Eight species of coccidia can infect chickens. Eight species include Eimeria tenella, E. burnetti, E. maxima, E. necatrix, E. praecox, E. acervulina, E. mivati and E. mitis. While other species can get coccidia, including humans, coccidia that infect chickens cannot infect other species, and vice versa. So if you own turkeys, coccidia from your turkeys cannot infect chickens, nor can chicken coccidia infect you or your dog. Depending on what kind of coccidia your chicken is infested with will determine where in the intestine the infestation occurs. The infestation may occur in the duodenal loop, the intestine or the caecum.
Symptoms and Signs
Coccidia symptoms include bloody diarrhea, watery diarrhea, ruffled feathers, huddling, weight loss, depression, paleness, lack of appetite and poor weight gain -- but chickens may show no symptoms whatsoever. Most birds are affected between the ages of 3 and 5 weeks old. While it can affect any chicken at any age, most chickens are immune to coccidia by the time they're 14 weeks old. Your veterinarian can diagnose coccidiosis by looking for oocysts or protozoan eggs in a bird's fecal sample under a microscope.

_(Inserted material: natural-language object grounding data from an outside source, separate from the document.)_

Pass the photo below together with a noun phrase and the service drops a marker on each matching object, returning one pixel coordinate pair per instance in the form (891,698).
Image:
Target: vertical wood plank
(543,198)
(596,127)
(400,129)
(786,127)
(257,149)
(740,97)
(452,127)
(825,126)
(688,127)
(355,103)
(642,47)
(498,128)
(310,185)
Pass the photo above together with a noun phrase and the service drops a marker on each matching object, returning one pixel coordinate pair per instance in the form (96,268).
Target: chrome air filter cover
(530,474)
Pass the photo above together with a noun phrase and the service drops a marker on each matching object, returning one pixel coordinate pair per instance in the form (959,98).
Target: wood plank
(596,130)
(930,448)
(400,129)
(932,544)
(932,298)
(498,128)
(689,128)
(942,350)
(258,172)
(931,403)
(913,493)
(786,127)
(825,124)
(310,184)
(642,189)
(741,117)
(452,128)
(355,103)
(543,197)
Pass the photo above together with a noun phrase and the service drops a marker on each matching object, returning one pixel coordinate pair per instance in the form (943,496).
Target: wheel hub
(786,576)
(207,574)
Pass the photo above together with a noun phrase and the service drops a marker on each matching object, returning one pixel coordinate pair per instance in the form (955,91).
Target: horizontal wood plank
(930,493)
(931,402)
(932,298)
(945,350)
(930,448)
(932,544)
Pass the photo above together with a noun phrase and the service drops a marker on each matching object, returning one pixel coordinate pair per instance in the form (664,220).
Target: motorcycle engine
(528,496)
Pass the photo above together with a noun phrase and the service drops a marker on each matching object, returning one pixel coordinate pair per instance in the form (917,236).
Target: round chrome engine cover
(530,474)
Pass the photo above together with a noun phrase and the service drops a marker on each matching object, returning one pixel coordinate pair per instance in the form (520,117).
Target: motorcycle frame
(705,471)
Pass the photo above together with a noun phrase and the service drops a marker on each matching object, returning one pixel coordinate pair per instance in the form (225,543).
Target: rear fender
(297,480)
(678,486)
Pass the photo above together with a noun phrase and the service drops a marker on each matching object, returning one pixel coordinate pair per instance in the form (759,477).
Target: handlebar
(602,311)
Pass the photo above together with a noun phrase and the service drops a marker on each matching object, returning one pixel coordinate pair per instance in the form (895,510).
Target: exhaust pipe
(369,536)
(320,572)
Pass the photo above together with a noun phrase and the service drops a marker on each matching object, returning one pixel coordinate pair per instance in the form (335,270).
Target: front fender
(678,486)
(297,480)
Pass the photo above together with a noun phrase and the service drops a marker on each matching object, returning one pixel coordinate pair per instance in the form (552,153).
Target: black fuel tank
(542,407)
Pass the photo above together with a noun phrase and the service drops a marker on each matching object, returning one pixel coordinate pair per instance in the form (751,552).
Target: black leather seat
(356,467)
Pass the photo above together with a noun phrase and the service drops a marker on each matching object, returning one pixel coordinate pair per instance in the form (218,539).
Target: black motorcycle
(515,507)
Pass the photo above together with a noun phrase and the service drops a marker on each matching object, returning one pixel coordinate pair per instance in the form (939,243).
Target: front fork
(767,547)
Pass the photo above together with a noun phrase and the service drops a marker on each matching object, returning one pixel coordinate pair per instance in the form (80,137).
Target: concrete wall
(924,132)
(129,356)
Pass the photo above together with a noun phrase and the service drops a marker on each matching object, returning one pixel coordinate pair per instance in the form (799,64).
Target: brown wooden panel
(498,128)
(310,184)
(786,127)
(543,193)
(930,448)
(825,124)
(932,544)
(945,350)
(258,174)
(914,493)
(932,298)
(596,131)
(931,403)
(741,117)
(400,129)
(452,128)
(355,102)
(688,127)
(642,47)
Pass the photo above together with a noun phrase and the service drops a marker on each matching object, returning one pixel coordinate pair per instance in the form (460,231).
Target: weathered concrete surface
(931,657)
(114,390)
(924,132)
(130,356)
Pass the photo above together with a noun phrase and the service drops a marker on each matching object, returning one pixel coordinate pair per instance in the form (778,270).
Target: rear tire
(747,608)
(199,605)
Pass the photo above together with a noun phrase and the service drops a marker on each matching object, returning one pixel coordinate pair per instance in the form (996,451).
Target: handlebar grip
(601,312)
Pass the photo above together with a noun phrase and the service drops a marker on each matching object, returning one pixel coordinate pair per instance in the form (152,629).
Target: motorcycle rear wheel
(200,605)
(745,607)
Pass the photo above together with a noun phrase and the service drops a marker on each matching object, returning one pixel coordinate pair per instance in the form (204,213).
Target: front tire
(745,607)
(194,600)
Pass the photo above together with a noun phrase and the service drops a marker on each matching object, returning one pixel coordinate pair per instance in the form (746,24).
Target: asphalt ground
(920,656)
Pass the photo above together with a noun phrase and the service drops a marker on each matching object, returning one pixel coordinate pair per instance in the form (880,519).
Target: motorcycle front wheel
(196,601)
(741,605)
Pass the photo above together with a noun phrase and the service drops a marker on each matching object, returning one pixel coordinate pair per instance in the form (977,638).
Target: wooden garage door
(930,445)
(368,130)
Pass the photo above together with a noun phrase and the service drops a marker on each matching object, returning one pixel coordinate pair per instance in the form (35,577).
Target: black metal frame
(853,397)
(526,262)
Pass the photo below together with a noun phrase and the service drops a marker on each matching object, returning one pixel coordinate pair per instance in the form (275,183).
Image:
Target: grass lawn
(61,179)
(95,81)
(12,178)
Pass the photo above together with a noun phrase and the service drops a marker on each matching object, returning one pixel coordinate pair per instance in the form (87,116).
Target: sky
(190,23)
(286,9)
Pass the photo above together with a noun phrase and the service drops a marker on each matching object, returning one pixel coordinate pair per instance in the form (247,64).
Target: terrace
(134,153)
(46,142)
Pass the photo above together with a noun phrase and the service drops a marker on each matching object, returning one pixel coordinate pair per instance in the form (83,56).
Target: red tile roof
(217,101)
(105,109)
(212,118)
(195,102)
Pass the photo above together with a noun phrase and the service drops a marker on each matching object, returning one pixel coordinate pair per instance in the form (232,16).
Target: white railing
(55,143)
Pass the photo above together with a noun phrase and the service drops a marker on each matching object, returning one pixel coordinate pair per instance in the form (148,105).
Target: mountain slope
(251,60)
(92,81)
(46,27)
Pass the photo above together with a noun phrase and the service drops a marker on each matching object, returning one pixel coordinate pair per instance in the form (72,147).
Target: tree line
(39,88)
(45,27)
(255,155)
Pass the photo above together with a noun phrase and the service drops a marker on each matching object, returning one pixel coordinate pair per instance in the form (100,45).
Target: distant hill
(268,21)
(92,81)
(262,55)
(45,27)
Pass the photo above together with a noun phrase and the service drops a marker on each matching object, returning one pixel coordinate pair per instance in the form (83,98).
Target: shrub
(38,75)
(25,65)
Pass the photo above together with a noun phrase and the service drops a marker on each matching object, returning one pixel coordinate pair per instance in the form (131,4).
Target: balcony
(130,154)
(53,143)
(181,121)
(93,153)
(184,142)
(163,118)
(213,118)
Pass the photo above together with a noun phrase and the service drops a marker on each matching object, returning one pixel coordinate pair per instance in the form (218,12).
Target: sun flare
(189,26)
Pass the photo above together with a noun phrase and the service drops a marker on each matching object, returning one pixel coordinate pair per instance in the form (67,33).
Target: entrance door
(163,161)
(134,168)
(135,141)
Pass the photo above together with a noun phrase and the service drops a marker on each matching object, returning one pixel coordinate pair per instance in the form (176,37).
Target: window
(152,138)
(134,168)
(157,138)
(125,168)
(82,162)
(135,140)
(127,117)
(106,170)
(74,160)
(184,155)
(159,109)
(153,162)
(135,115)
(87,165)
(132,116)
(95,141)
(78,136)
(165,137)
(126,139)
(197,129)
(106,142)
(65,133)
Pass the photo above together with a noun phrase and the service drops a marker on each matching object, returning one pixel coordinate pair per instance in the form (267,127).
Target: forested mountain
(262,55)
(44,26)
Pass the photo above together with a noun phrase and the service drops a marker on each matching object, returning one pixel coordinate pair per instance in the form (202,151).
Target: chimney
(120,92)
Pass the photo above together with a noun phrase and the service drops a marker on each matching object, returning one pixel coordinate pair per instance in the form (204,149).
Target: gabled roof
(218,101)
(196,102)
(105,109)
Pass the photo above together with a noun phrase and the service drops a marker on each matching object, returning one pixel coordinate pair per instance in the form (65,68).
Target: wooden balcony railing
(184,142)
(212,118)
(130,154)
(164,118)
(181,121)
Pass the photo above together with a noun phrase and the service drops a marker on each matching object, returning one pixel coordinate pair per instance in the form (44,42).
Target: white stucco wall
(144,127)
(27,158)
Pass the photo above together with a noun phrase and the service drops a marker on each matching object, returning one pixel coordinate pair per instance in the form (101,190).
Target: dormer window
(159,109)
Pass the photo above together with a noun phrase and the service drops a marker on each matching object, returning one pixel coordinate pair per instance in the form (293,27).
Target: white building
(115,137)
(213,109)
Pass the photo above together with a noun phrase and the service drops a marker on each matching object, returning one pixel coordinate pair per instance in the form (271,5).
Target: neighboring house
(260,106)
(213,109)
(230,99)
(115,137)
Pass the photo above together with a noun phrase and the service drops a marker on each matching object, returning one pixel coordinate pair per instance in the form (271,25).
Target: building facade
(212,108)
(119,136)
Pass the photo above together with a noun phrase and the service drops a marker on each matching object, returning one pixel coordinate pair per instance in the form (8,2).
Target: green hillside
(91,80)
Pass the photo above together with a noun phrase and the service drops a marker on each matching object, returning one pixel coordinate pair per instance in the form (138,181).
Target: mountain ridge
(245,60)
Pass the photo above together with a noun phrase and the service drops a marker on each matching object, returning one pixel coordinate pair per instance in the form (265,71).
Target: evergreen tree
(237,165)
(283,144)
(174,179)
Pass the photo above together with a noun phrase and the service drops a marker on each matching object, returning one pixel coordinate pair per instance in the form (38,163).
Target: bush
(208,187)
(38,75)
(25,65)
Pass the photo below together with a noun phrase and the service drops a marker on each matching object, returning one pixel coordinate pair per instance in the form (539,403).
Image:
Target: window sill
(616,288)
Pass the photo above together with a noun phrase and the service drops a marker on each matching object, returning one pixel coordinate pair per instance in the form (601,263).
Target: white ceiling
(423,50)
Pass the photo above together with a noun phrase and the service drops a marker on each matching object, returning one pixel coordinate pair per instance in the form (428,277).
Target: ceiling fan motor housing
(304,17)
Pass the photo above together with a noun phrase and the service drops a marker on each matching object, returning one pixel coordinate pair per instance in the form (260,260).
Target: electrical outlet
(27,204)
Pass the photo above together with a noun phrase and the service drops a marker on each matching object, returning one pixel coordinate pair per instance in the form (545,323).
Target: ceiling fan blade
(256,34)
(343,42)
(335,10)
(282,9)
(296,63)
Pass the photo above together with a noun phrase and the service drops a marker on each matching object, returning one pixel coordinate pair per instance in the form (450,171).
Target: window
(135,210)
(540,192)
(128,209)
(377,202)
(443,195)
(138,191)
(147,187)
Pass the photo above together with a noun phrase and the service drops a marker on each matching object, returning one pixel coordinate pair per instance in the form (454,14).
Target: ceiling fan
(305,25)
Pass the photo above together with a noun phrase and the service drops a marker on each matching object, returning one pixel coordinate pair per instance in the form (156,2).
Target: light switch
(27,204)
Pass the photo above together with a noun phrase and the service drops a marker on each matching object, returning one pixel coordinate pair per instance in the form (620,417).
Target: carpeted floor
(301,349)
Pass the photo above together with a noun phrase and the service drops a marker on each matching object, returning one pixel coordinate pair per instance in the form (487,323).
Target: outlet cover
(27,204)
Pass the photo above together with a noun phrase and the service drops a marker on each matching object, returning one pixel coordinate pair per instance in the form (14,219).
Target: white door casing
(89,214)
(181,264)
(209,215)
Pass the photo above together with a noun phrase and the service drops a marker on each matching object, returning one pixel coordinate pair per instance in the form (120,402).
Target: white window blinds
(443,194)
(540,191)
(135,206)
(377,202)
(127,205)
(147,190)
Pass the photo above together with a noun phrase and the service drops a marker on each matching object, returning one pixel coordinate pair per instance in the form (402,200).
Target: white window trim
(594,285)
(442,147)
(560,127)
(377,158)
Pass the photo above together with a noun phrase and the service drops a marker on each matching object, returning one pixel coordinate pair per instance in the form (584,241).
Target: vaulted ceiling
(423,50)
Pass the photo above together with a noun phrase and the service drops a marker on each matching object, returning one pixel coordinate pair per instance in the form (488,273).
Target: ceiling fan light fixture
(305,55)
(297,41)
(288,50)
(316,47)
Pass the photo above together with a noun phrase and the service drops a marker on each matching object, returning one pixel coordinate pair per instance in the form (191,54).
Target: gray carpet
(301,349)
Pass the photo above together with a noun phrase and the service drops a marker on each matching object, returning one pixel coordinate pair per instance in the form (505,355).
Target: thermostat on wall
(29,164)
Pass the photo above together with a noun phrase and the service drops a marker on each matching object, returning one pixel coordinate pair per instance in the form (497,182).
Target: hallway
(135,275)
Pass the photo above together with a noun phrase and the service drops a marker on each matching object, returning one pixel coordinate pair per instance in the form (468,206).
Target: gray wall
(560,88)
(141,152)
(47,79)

You can treat coccidia outbreaks either with medication prescribed by your veterinarian or with anticoccidial medications available at feed stores and from poultry suppliers. Follow the medication's directions for treating chickens.
Many chick foods come pre-medicated to prevent coccidiosis outbreaks. When fed to chicks, it helps build the young chicks' immunity to the parasite by allowing some oocysts to make it through. You can prevent coccidiosis by eliminating wet litter and use an ammonia-type pine cleaner to disinfect the areas. Keeping the brooder clean will keep coccidia under control.